GreenREFORM is intended to be used to assess the societal costs of meeting the government’s target of reducing Denmark’s net greenhouse gas emissions by 70% compared to 1990 by 2030. It is therefore crucial to have a well-defined measure for this type of cost. It is essential to be able to measure the total costs of such a transformation of the Danish economy, but it is also important to be able to compare the deadweight loss of different policy measures.
The goal is to establish a theory-based welfare measure. The choice of modeling strategy for households consumption and savings in GreenREFORM is influenced by this. We want to have households in GreenREFORM that have both good short-term and long-term properties, and that are specified in such a way that an welfare measure can be derived.
The welfare objective used is a so-called Equivalent Variation measure (EV measure). The EV measure indicates, at a given shock to the economy, how many billion kroner households would need to receive in the base year to be indifferent to the shock.

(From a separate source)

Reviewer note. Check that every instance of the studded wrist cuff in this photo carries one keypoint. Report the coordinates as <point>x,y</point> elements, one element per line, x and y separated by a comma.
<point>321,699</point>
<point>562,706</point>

In this way, welfare effects are measured through many channels, such as price distortions and losses of various forms of income (wages, capital income, transfers, etc.). Any effects of the public sector’s financing method can be analyzed (higher taxes, increased public debt, lower public consumption, etc.).
An element that distinguishes the welfare measure in GreenREFORM from many similar measures is the calculated effect of changes in stock prices. In GreenREFORM, industries are modeled as corporations that finance their investments through a combination of debt and self-financing. The value of the industry’s share capital is measured as discounted future earnings. When the model is shocked, the stock price changes. In GreenREFORM, it is assumed that a share of the total share capital is owned by Danish households. The EV measure therefore measures the effect of these changes in stock prices on household welfare. This is a potentially important effect in a model that is built to calculate large shocks to the economy. If, for example, a tax almost closes down an industry, the capitalization effect of this will be measured in the welfare measure via this channel.